Hong Jin Hwa, Ouh Yung Taek, Jeong Sohyeon, Oh Yoonji, Cho Hyun Woong, Lee Jae Kwan, Kim Hayeon, Kim Chungyeul, Roh Sanghyun, Kim Eun Na, Chun Yikyeong, Gim Jeong-An
Department of Obstetrics and Gynecology, Guro Hospital, Korea University College of Medicine, Seoul, Republic of Korea.
Department of Obstetrics and Gynecology, Ansan Hospital, Korea University College of Medicine, Ansan, Republic of Korea.
Front Genet. 2025 Apr 28;16:1569122. doi: 10.3389/fgene.2025.1569122. eCollection 2025.
The prognosis within each subtype varies due to histological and molecular factors. This study leverages omics datasets and machine learning to identify biomarkers associated with EC recurrence in different molecular subtypes.
Utilizing DNA methylation, RNA-sequencing, and common variant data from 116 EC samples in The Cancer Genome Atlas (TCGA), differentially expressed genes (DEGs) and differentially methylated regions (DMRs) were identified using t-tests between recurrence and non-recurrence groups. These were visualized through volcano plots and heat maps, while decision trees and random forests classified and stratified the samples.
A machine learning analysis combined with box plots showed that in the copy number-high (CN-H) recurrence group, PARD6G-AS1 had decreased methylation, CSMD1 had increased methylation, and TESC expression was higher than the non-recurrence group.
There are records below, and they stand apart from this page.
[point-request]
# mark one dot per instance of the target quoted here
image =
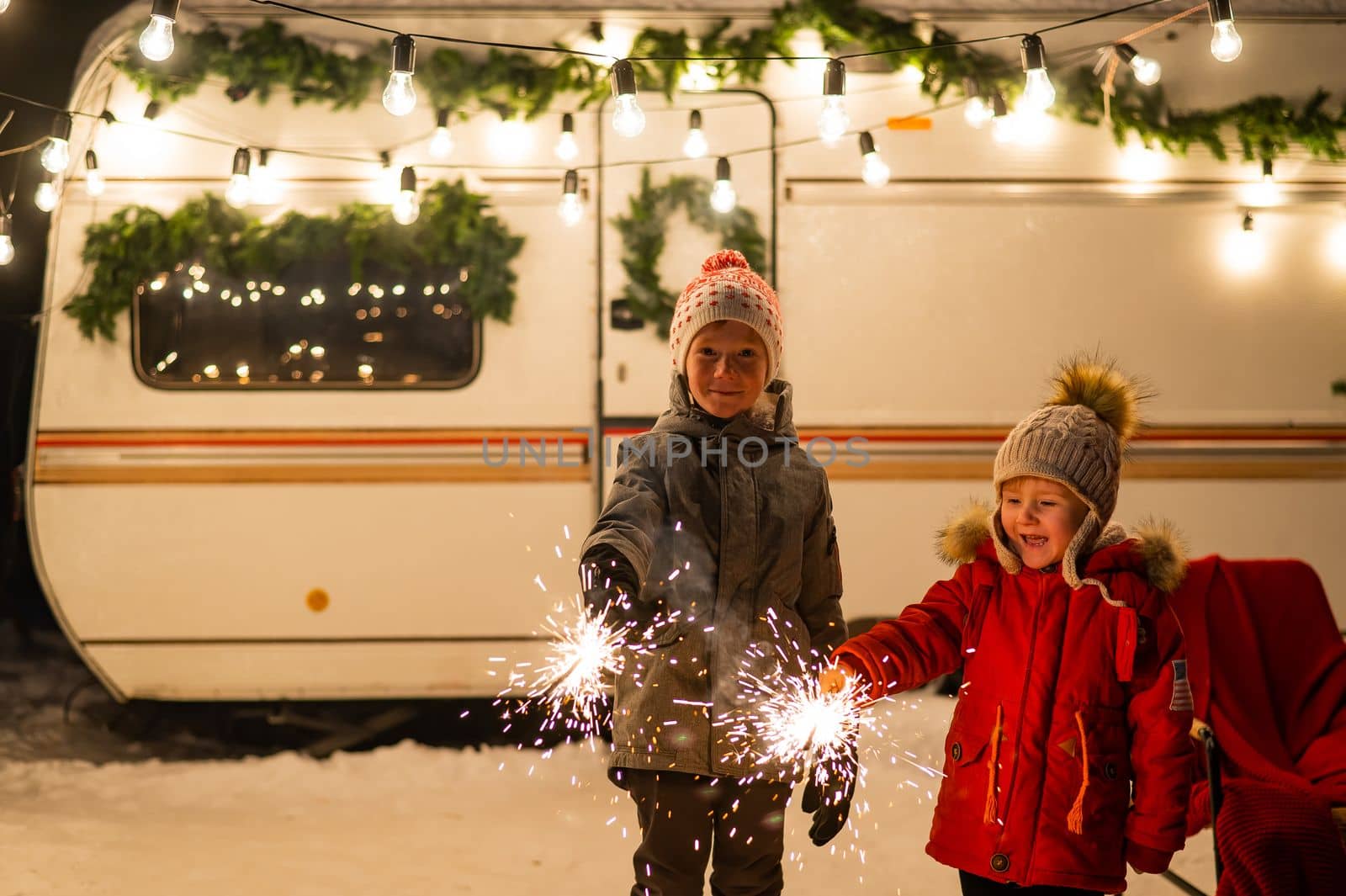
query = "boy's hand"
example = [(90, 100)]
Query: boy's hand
[(831, 808), (1147, 862), (834, 680)]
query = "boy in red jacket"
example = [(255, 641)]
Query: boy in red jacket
[(1068, 754)]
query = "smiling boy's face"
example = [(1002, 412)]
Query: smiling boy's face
[(726, 368), (1040, 518)]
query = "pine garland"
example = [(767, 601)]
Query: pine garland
[(644, 229), (260, 60), (454, 231)]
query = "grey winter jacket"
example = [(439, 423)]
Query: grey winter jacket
[(729, 533)]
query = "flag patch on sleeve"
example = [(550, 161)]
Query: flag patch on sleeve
[(1182, 687)]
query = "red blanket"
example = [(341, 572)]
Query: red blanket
[(1269, 673)]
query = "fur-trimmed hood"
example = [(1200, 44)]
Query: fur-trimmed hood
[(1155, 548)]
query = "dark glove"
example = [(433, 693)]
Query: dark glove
[(609, 584), (1146, 860), (831, 808)]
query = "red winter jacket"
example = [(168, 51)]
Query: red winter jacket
[(1070, 708)]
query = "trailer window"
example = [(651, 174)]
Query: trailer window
[(313, 330)]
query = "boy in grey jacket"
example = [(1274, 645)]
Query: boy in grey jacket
[(718, 545)]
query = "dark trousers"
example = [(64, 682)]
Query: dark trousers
[(973, 886), (690, 819)]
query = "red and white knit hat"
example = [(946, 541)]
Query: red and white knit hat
[(727, 289)]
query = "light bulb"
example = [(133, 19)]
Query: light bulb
[(723, 198), (978, 112), (695, 146), (47, 195), (400, 93), (1225, 45), (1038, 93), (1147, 70), (834, 121), (567, 150), (56, 156), (156, 40), (1245, 251), (629, 120), (872, 170), (239, 193), (571, 210), (1337, 247), (405, 208)]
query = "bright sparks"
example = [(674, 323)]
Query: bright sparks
[(585, 657)]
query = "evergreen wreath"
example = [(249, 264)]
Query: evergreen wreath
[(454, 231), (260, 60), (645, 226)]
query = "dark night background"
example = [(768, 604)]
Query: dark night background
[(40, 42)]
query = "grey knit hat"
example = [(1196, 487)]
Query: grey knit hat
[(1076, 439)]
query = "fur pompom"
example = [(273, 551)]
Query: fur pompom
[(1096, 384), (957, 543), (723, 260), (1162, 547)]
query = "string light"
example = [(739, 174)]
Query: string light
[(47, 194), (834, 120), (976, 112), (56, 155), (629, 120), (94, 182), (389, 181), (156, 40), (723, 198), (872, 168), (1225, 43), (571, 210), (400, 93), (1244, 248), (6, 238), (695, 146), (1038, 93), (1337, 247), (407, 206), (1146, 69), (442, 144), (264, 182), (565, 147), (1002, 123), (239, 193)]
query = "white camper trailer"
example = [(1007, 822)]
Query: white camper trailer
[(219, 536)]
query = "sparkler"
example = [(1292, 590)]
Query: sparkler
[(585, 655)]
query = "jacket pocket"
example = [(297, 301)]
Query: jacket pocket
[(962, 793)]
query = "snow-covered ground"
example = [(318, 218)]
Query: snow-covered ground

In the copy number-low (CN-L) recurrence group, CD44 expression was elevated. Further validation using TCGA clinical data confirmed PARD6G-AS1 hypomethylation and CD44 overexpression as significant indicators of recurrence (p=0.006 and p=0.02, respectively), and both were linked to advanced stage and lymph node metastasis.
The study concludes that PARD6G-AS1 hypomethylation and CD44 overexpression are potential predictors of recurrence in CN-H and CN-L EC patients, respectively.
由于组织学和分子因素,各亚型的预后有所不同。本研究利用组学数据集和机器学习来识别与不同分子亚型的子宫内膜癌(EC)复发相关的生物标志物。
利用来自癌症基因组图谱(TCGA)中116份EC样本的DNA甲基化、RNA测序和常见变异数据,通过复发组和非复发组之间的t检验识别差异表达基因(DEG)和差异甲基化区域(DMR)。通过火山图和热图对这些进行可视化,同时决策树和随机森林对样本进行分类和分层。
机器学习分析结合箱线图显示,在拷贝数高(CN-H)复发组中,PARD6G-AS1甲基化降低,CSMD1甲基化增加,TESC表达高于非复发组。在拷贝数低(CN-L)复发组中,CD44表达升高。使用TCGA临床数据进行的进一步验证证实,PARD6G-AS1低甲基化和CD44过表达是复发的重要指标(分别为p = 0.006和p = 0.02),且两者均与晚期和淋巴结转移有关。
该研究得出结论,PARD6G-AS1低甲基化和CD44过表达分别是CN-H和CN-L型EC患者复发的潜在预测指标。